FROM RAW STORY: Sen. John Kerry has written a letter urging the Senate Intelligence Committee to pick up the pace on getting answers to the questions raised by the Downing Street minutes. Nine senators in addition to Kerry have signed the letter: Tim Johnson, South Dakota; Jon Corzine and Frank Lautenberg, New Jersey; Jack Reed, Rhode Island; Barbara Boxer, California; Edward Kennedy, Massachusetts; Tom Harkin, Iowa; Jeff Bingaman, New Mexico; and Dick Durbin, Illinois.
Here are portions of it:
We write concerning your committee's vital examination of pre-war Iraq intelligence failures. In particular, we urge you to accelerate to completion the work of the so-called "Phase II" effort to assess how policy makers used the intelligence they received.Read the entire letter here.
[...]
The committee's efforts have taken on renewed urgency given recent revelations in the United Kingdom regarding the apparent minutes of a July 23, 2002, meeting between Prime Minister Tony Blair and his senior national security advisors. These minutes-known as the "Downing Street Memo"-raise troubling questions about the use of intelligence by American policy makers-questions that your committee is uniquely situated to address.

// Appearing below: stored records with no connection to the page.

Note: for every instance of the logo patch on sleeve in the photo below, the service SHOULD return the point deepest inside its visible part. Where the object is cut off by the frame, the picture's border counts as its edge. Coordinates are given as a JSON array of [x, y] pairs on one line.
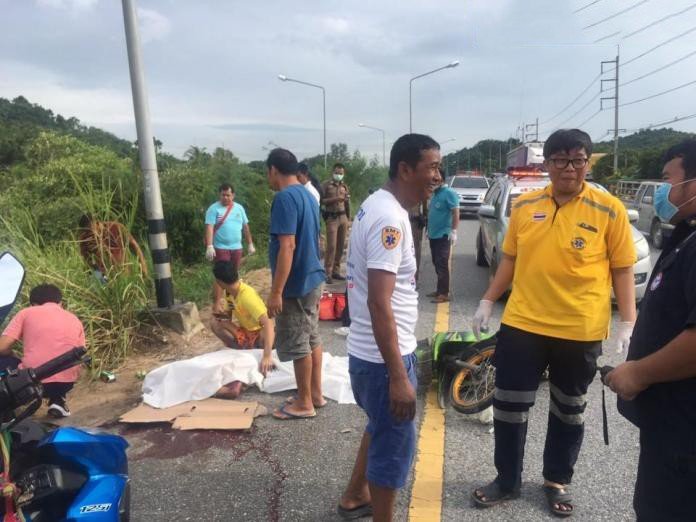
[[578, 243], [390, 237]]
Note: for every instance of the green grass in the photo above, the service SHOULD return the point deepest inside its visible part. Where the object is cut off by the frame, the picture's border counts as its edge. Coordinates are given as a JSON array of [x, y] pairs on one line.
[[111, 313]]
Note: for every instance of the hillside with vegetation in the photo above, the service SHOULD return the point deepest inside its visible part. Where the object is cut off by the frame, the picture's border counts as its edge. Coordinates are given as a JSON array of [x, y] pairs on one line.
[[53, 169]]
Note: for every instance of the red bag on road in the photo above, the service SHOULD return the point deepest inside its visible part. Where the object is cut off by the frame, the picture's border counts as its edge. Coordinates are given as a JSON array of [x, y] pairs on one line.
[[327, 307], [339, 305]]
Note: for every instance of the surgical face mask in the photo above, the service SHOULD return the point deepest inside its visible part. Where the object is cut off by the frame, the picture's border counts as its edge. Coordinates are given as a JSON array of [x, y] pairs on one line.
[[664, 208]]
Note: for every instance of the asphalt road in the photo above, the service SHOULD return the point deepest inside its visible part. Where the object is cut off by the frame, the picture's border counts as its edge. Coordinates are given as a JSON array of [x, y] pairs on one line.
[[295, 471]]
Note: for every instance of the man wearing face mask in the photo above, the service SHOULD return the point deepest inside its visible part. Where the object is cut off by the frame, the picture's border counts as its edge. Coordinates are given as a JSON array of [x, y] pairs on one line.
[[657, 383], [335, 198]]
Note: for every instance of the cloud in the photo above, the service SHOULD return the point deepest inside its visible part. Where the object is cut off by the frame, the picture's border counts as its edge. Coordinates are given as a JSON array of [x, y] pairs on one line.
[[71, 5], [153, 25], [262, 127], [103, 104]]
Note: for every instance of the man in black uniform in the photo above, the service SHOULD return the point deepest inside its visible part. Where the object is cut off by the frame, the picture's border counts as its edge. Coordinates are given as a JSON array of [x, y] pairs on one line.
[[657, 383]]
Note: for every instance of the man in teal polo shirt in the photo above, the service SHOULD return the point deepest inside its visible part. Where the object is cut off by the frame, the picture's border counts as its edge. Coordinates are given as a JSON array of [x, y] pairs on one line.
[[443, 220]]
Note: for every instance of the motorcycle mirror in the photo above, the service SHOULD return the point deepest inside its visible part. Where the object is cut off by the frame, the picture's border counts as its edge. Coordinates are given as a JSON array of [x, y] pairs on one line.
[[11, 279]]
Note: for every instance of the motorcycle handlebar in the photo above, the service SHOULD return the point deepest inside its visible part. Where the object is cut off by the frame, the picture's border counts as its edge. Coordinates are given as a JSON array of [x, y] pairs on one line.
[[60, 363]]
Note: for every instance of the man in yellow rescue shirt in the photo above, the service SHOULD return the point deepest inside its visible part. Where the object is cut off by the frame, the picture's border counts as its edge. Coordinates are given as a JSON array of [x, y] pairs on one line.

The memo indicates that in the summer of 2002, at a time the White House was promising Congress and the American people that war would be their last resort, that they believed military action against Iraq was "inevitable."
The minutes reveal that President "Bush wanted to remove Saddam, through military action, justified by the conjunction of terrorism and WMD. But the intelligence and facts were being fixed around the policy."
The American people took the warnings that the administration sounded seriously -- warnings that were echoed at the United Nations and here in Congress as we voted to give the president the authority to go to war. For the sake of our democracy and our future national security, the public must know whether such warnings were driven by facts and responsible intelligence, or by political calculation.